Inicios de conversación
Trayectoria vital
Nació Abu Hamid Muhammad ibn Muhammad al-Ghazali en Tus, cerca de Mashhad, en el actual Irán. Criado en una región marcada por el poder selyúcida y por redes académicas muy activas, más tarde se convirtió en una de las voces más influyentes del islam suní.
Tras la muerte de su padre, él y su hermano Ahmad quedaron al cuidado de un amigo piadoso que sostuvo sus estudios. En madrasas locales memorizó textos fundamentales y aprendió las ciencias religiosas árabes en medio de la intensa vida intelectual de Jorasán.
Viajó a Yurján para profundizar en la jurisprudencia shafií y en la teoría del derecho bajo maestros reconocidos. El viaje lo expuso a métodos disciplinados de madrasa y a la cultura competitiva del debate erudito en el este de Irán.
Ingresó en la Nizamiyya de Nishapur y estudió con el imán al-Haramayn al-Yuwaynî, destacado teólogo asharí. Se formó en teología dialéctica, lógica y fundamentos de la jurisprudencia, ganando pronto reputación por su agudeza en la disputa.
Tras la muerte de al-Yuwaynî, se vinculó al visir selyúcida Nizam al-Mulk, patrono de los eruditos y del sistema Nizamiyya. En reuniones cortesanas debatió con juristas y teólogos, ganando visibilidad política y prestigio.
Nizam al-Mulk lo designó para enseñar en la célebre Nizamiyya de Bagdad, una de las principales instituciones del mundo islámico. Dictó lecciones ante grandes audiencias de eruditos y funcionarios, influyendo en el discurso jurídico y teológico suní.
Nizam al-Mulk fue asesinado y el sultán Malik Shah murió poco después, desestabilizando la política selyúcida. La incertidumbre sobre el patronazgo y la rivalidad entre facciones incrementaron la presión sobre los eruditos en Bagdad, incluida la propia posición de al-Ghazali.
Sufrió una profunda crisis de duda y sinceridad, y describió una incapacidad para hablar y enseñar pese a su fama. Abandonó su cargo y su patrimonio familiar, y emprendió una búsqueda de certeza mediante el ascetismo y la reforma interior.
En Damasco vivió en reclusión, dedicado a la oración, el ayuno y la meditación dentro del recinto de la Mezquita Omeya. El retiro fortaleció su atracción por las disciplinas sufíes y replanteó la erudición como purificación moral.
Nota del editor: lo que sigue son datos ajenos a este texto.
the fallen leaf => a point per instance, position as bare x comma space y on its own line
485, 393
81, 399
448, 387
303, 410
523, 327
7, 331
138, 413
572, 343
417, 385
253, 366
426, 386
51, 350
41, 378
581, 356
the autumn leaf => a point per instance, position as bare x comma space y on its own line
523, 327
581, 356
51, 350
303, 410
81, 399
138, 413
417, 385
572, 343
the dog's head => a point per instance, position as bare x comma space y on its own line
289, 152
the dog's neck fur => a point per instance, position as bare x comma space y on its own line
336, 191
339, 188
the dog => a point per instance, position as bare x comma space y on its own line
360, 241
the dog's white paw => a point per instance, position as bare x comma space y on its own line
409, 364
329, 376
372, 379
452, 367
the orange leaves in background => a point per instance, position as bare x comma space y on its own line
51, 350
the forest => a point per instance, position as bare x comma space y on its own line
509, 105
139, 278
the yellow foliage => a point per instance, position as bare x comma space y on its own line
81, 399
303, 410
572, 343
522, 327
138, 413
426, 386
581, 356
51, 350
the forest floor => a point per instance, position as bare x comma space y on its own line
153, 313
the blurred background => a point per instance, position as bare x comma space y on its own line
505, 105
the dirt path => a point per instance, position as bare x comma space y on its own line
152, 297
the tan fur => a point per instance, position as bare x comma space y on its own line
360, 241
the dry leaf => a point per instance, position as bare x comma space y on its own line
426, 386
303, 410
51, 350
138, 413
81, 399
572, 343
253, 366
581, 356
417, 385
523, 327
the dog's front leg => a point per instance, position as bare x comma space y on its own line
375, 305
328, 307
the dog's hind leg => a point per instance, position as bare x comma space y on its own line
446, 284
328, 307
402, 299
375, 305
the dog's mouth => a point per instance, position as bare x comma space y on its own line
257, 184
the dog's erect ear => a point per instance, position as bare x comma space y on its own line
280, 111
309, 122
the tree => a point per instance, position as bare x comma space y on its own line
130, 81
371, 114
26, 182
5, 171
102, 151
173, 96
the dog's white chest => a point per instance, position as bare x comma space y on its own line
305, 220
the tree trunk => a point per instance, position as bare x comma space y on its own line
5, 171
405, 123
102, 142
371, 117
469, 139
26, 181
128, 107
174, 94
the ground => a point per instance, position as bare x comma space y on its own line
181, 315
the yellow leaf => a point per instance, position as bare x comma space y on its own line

Viajó a Jerusalén y continuó su retiro cerca de la Cúpula de la Roca, reflexionando sobre la mortalidad y la responsabilidad espiritual. El paisaje sagrado de la ciudad y su cultura de peregrinación reforzaron su convicción de que la ética debe moldear la creencia y la ley.
Realizó el hayy en La Meca y visitó la Mezquita del Profeta en Medina, integrando la peregrinación en un programa de renovación interior. Estos viajes afianzaron su autoridad en la devoción vivida, no solo en la disputa y las credenciales formales.
Durante años de viaje y reclusión redactó amplias secciones de La revitalización de las ciencias religiosas, combinando derecho, teología y ética sufí. La obra ofreció guía práctica sobre el culto y el carácter, y se convirtió en una piedra angular de la piedad suní.
Compuso La incoherencia de los filósofos, donde criticó la metafísica inspirada en Avicena en cuestiones como la eternidad del mundo y el conocimiento divino de los particulares. El libro reorientó los debates entre razón y revelación y más tarde provocó la réplica de Ibn Rushd.
Presionado por funcionarios y preocupado por la orientación pública, reanudó la enseñanza en la Nizamiyya de Nishapur. Enfatizó la sinceridad, la teología ortodoxa y una espiritualidad disciplinada, intentando reformar la cultura académica desde dentro de las instituciones.
Regresó a Tus, donde enseñó a un grupo selecto de alumnos y fomentó un entorno modesto, similar a una zawiya, junto con la instrucción jurídica. Este periodo más tranquilo le permitió afinar su síntesis entre el derecho shafií, la teología asharí y la práctica sufí.
En La liberación del error narró su itinerario intelectual por la filosofía, la teología y el sufismo para explicar cómo buscó la certeza. La claridad autobiográfica ayudó a lectores posteriores a comprender su crítica del formalismo vacío en el aprendizaje.
Murió en Tus y fue recordado por sus alumnos como un sabio que unía el rigor argumentativo con la disciplina espiritual. Sus escritos influyeron en el derecho islámico, la ética, la teología y los debates filosóficos posteriores en Oriente Medio y más allá.